Chaos engineering can be defined as experiments over a distributed system at scale, which increases the confidence that the system will behave as desired and expected under undesired and unexpected conditions.
The concept was popularised initially by Netflix and its Chaos Monkey approach. As the company put it as far back as 2010: "The Chaos Monkey’s job is to randomly kill instances and services within our architecture. If we aren’t constantly testing our ability to succeed despite failure, then it isn’t likely to work when it matters most – in the event of an unexpected outage."
The foundation of chaos engineering lies in controlled experiments; a simple approach follows.
Interim on controlled experiments with control and experimental groups
A controlled experiment is simply an experiment under controlled conditions. Unless necessary, when performing an experiment it is important to only do so one variable at a time, otherwise it would be increasingly difficult to determine what caused the changes in the results.
One type of controlled experiment is the ‘control and experimental’ group experiment. In this kind of experiment a control group is subject to observation with no variables being modified/affected purposefully, and the experimental group will have one variable at a time modified/affected with the consequent observation of the output at that stage.
A simple approach
Defining a steady state: The main focus is to aim for output metrics and not for system behaviour; the goal is to find out if the system can continue to provide the expected service, but not how it is providing that service. It is useful to define thresholds that will make for an easy comparison between the control group and the experimental group.

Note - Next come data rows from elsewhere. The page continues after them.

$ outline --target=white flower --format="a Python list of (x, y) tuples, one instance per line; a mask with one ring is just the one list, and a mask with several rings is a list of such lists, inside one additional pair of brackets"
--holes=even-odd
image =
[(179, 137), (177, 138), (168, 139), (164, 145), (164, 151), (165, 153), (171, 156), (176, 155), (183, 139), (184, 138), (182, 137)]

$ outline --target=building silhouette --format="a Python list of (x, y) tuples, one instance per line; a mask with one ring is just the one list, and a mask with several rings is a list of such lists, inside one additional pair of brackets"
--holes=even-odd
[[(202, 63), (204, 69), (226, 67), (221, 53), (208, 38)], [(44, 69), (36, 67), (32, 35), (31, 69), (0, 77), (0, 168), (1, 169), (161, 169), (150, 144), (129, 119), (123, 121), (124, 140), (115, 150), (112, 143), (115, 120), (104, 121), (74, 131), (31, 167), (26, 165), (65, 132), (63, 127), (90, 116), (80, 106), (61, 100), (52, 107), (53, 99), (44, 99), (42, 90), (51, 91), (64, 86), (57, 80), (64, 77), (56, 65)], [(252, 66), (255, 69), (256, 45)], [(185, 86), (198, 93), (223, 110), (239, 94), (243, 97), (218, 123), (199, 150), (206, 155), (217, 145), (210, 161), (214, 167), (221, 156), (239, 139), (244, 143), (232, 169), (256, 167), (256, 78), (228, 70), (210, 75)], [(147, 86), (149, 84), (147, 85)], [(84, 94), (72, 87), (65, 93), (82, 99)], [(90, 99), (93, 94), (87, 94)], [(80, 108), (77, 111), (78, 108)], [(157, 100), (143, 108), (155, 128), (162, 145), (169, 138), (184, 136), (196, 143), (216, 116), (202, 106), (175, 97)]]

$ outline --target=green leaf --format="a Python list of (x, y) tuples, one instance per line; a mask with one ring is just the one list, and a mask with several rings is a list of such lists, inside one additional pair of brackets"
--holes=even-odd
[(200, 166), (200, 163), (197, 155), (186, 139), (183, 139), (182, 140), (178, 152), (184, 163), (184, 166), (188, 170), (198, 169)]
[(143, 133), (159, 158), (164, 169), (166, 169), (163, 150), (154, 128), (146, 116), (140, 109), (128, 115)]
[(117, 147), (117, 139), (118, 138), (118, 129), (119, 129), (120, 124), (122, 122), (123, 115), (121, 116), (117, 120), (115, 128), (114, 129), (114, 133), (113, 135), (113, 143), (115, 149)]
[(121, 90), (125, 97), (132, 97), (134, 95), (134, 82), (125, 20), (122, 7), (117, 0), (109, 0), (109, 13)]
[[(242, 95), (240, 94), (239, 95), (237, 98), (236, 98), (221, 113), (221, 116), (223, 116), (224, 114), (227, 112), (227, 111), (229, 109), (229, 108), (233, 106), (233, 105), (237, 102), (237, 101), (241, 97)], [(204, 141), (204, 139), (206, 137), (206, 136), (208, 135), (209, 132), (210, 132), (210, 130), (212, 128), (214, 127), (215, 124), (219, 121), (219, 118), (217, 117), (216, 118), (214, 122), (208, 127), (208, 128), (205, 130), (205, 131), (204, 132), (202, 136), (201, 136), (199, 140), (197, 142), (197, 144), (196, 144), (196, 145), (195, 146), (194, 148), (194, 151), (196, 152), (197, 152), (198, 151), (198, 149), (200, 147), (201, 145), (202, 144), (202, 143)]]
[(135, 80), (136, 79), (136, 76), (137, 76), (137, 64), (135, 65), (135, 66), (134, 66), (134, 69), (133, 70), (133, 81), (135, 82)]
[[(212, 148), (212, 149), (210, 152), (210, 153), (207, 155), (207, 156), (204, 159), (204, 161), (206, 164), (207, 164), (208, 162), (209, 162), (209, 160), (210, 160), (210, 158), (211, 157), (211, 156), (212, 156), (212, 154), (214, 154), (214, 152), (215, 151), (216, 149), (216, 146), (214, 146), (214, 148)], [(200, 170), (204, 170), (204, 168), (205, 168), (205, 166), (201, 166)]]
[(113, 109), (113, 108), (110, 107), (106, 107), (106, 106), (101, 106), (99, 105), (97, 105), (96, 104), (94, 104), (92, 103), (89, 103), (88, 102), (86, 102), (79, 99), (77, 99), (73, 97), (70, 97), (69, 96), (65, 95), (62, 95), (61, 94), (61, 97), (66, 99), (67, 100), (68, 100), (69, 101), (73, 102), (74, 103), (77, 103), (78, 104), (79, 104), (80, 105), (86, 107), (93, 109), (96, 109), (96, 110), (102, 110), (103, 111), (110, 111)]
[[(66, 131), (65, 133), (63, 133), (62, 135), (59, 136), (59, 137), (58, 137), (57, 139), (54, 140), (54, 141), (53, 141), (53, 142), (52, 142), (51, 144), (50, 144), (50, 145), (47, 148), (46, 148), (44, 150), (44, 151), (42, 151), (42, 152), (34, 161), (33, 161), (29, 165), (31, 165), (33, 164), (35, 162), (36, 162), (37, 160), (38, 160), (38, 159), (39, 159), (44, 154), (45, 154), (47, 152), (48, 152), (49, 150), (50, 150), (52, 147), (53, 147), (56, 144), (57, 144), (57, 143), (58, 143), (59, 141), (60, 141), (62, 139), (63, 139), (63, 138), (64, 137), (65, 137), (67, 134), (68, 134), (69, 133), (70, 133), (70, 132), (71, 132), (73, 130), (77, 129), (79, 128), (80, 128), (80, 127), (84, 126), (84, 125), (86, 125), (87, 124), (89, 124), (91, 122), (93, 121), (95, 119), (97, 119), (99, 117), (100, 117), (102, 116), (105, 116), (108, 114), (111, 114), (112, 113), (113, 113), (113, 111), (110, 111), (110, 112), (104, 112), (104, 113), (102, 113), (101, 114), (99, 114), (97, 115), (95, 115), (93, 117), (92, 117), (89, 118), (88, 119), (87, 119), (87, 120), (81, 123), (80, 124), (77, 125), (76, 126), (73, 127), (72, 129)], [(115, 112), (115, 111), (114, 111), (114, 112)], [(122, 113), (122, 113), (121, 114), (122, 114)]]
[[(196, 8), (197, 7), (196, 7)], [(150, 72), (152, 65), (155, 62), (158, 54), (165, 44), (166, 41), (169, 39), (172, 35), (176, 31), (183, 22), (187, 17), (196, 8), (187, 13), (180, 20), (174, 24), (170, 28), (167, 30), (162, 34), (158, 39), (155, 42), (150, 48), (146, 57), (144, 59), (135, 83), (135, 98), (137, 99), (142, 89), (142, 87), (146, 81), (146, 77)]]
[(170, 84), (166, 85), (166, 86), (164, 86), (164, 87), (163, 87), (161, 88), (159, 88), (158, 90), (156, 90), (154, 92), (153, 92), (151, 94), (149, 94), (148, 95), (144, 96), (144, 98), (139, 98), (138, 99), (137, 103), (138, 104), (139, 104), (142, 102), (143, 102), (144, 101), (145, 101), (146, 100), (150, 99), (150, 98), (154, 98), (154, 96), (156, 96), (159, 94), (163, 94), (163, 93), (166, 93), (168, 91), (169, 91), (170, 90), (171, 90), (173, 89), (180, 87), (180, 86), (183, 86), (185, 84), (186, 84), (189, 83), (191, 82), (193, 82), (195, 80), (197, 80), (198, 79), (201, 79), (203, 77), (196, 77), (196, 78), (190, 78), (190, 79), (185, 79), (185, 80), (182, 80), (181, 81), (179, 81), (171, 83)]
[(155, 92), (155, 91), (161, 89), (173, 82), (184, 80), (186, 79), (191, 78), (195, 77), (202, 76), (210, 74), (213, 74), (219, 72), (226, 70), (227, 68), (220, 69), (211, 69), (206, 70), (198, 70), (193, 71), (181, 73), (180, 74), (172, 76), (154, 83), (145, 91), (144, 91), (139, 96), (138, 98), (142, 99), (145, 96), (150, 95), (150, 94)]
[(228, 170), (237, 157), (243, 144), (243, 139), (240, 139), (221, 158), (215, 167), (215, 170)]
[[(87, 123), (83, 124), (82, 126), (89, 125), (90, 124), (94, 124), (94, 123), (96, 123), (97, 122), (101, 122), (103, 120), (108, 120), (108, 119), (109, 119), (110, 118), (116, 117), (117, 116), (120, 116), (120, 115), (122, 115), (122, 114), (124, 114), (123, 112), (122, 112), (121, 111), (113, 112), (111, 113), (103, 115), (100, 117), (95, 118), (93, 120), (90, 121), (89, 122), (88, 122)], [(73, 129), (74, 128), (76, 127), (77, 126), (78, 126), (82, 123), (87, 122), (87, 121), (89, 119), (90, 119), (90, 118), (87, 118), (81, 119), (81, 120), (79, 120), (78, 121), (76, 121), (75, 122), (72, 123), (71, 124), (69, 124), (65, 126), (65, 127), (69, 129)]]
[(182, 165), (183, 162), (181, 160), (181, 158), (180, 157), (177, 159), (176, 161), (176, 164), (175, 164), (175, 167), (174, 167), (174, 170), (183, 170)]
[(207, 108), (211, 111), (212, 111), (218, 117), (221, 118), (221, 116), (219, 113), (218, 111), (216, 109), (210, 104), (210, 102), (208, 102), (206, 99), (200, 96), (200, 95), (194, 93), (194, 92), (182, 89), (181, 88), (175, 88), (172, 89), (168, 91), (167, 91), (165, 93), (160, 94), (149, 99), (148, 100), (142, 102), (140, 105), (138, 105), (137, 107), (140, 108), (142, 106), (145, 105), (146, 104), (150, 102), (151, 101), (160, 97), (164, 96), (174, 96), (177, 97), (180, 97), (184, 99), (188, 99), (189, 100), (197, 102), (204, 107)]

Also, this will allow for automated comparisons as well, which makes comparing large quantity of metrics easier.
Building the hypothesis around control and experimental group: Due to the nature of chaos engineering, which is a mixture between science and engineering, the foundation is built around having two groups; a control group, which will be unaffected by injected events, and an experimental group, which will be the objective of the variable manipulation.
Introducing variables that correspond to undesired/unexpected events: Changing the state of the variables is what makes the experiment, however those variables need to be of significance and within reason; also, it is of utmost importance to change one variable input at a time.
Try to disprove the hypothesis: The purpose of the experiment is not to validate the hypothesis, it is to disprove it; we must not fool ourselves, knowing that we are the easiest to fool.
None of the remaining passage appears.